Così come la consapevolezza che il Paese, tagliando senza sosta su istruzione e ricerca, si sia avvitato in una spirale dalla quale è impossibile uscire senza spezzare le rendite di posizione, le consorterie, il sindacalismo e il familismo che hanno invaso le università come gli enti lirici. «Serve una rivoluzione sistematica In Italia. Se lo facciamo diventeremo attrattivi ma non bastano le riforme se non ci sono idee». Per svegliare la parte migliore del Paese, intorpidita e delusa dalla classe politica, Renzi ha bisogno di testimonial e la sei giorni negli Stati Uniti ha l’obiettivo di render ancora più impietosa la fotografia del nostro Paese «attrezzato» di un Parlamento – pagato dai contribuenti – paralizzato e che da settimane si balocca nel non eleggere i giudici costituzionali.

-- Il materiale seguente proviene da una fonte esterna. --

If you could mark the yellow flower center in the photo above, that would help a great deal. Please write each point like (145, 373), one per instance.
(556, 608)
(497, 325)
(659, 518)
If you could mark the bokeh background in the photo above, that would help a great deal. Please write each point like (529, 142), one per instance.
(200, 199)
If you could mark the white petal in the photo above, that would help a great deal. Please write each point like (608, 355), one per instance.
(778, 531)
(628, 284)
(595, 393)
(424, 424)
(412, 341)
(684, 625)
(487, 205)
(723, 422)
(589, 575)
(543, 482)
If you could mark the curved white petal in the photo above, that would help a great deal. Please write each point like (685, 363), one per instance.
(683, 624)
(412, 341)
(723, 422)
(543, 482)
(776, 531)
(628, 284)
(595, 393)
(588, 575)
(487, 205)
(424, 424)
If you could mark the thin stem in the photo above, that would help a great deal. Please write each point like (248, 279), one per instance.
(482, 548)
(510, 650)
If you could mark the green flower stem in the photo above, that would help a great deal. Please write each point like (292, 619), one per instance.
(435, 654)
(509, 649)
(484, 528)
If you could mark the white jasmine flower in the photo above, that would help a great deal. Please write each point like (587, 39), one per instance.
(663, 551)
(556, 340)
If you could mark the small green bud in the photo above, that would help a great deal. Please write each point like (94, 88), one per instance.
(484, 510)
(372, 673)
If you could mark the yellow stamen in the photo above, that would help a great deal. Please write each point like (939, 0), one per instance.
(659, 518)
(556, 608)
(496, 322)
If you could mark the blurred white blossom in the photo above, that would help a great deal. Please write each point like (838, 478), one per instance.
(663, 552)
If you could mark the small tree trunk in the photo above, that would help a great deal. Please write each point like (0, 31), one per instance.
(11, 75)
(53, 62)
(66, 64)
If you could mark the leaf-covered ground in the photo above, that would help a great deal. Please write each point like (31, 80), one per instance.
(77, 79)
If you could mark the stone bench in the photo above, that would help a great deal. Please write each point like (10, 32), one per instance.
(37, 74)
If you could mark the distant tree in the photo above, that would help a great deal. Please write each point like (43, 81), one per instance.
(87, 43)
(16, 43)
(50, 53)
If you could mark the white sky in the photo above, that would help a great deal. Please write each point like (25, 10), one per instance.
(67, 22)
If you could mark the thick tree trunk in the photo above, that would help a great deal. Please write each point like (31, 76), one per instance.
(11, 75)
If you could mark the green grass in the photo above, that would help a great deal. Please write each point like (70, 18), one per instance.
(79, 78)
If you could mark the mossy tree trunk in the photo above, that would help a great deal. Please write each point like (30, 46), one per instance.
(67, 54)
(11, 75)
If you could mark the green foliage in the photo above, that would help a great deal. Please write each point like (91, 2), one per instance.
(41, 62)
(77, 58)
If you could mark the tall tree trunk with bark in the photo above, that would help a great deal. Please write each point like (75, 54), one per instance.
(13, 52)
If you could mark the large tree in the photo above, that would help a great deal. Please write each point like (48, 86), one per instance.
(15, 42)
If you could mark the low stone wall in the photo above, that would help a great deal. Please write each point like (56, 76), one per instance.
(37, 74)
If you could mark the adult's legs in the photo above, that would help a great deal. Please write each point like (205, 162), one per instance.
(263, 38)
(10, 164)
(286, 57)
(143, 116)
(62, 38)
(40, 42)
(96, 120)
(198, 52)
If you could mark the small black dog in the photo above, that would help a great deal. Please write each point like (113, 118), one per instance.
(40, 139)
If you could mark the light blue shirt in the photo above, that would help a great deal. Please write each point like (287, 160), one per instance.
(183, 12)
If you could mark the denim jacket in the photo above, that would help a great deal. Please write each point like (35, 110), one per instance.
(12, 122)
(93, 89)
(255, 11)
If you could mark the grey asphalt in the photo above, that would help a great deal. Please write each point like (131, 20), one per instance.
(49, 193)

Sei giorni, quelli di Renzi negli Usa, iniziati ieri a San Francisco e che proseguiranno oggi a New York e termineranno a Detroit negli stabilimenti di un’azienda, la Fiat, che a modo suo è emigrata vincendo la scommessa nella fusione con Chrysler grazie al sindacato americano Uaw che ha accettato, pur di non veder chiudere la fabbrica, una riduzione del 30% del costo del lavoro, l’aumento dell’orario di lavoro, la riduzione delle pause, il dimezzamento del salario per i nuovi assunti e l’assenza di scioperi fino al 2015.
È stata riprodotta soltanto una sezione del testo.